松原勝也 ヴァイオリン  Matsubara Katsuya
東京藝術大学在学中に安宅賞受賞。ティボール・ヴァルガ国際コンクール、クライスラー国際コンクール等で上位入賞。第17回中島健蔵音楽賞、第55回文化庁芸術祭新人賞受賞。89~98年まで新日本フィルハーモニー交響楽団コンサートマスターを務める。01年よりNPO法人トリトン・アーツ・ネットワーク/第一生命ホール主催の若い演奏家のための弦楽セミナーをプロデュース。東京藝術大学音楽学部教授。
松谷萌江 ヴァイオリン  Matsutani Moe
神奈川県横浜市出身。5歳よりヴァイオリンを始め、これまでに磯部夕佳里、松宮麻希子、松原勝也、景山誠治、齋藤真知亜の各氏に師事。

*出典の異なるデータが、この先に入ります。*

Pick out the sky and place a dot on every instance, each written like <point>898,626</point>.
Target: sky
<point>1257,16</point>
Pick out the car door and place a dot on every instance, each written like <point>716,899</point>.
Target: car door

室内楽を齋藤真知亜、百武由紀、山口裕之、横山俊朗の各氏に師事。東京音楽大学を卒業し、現在はフリー奏者としてオーケストラや室内楽を中心に活動中。鎌倉ジュニアオーケストラ、ヤマハ大村楽器、横浜オーケストラ倶楽部各講師。
鶴友見 ヴィオラ  Tsuru Tomomi
2010年国立音楽大学演奏学科ヴィオラ専攻卒業、ならびに室内楽コース修了。在学中Gluckカルテットを結成し、第6・7章プロジェクトQに参加。第4回横浜国際音楽コンクール第3位。第33回霧島国際音楽祭賞受賞。PMF・小澤征爾音楽塾・Lucerne Festival Academy・MMCJに参加。サントリーホール室内楽アカデミー第1期生。桐朋学園オーケストラアカデミー研修課程修了。
饗庭萌子 チェロ  Aiba Moeko
4歳より米国にてジェニファー・ヤン氏の元でチェロを始める。神奈川県立弥栄高等学校音楽コースを経て東京藝術大学卒業。霧島国際音楽祭、MMCJ 2017やSMA2018に日本よりメンバーとして選抜される。AllegroVivo音楽祭にてLaszlo Fenyöのクラスを修了。横浜信用金庫で結成されたAquamarin Quartetの専属チェリスト。フィリップ・ミュレール、フランス・ヘルメルソン、堤剛の各氏のマスタークラスを受講。チェロを菊地知也、西谷牧人、中木健二の各氏に師事。

レポート

【プログラム】

プロコフィエフ:弦楽四重奏曲第2番 ヘ長調 Op. 92 第1楽章
チャイコフスキー:弦楽四重奏曲第1番より 第2楽章 アンダンテ・カンタービレ
ヴォルフ:イタリア風セレナード
J.S. バッハ:ゴルトベルク変奏曲 より「アリア」

【レポート】

■4人の演奏家が楽器を持って入場、訳の分からない言葉でお互いに会話を始めます。
聴いている子どもたちは何を会話しているのかわからず、何が起こったのだろうと呆気に取られて見ています。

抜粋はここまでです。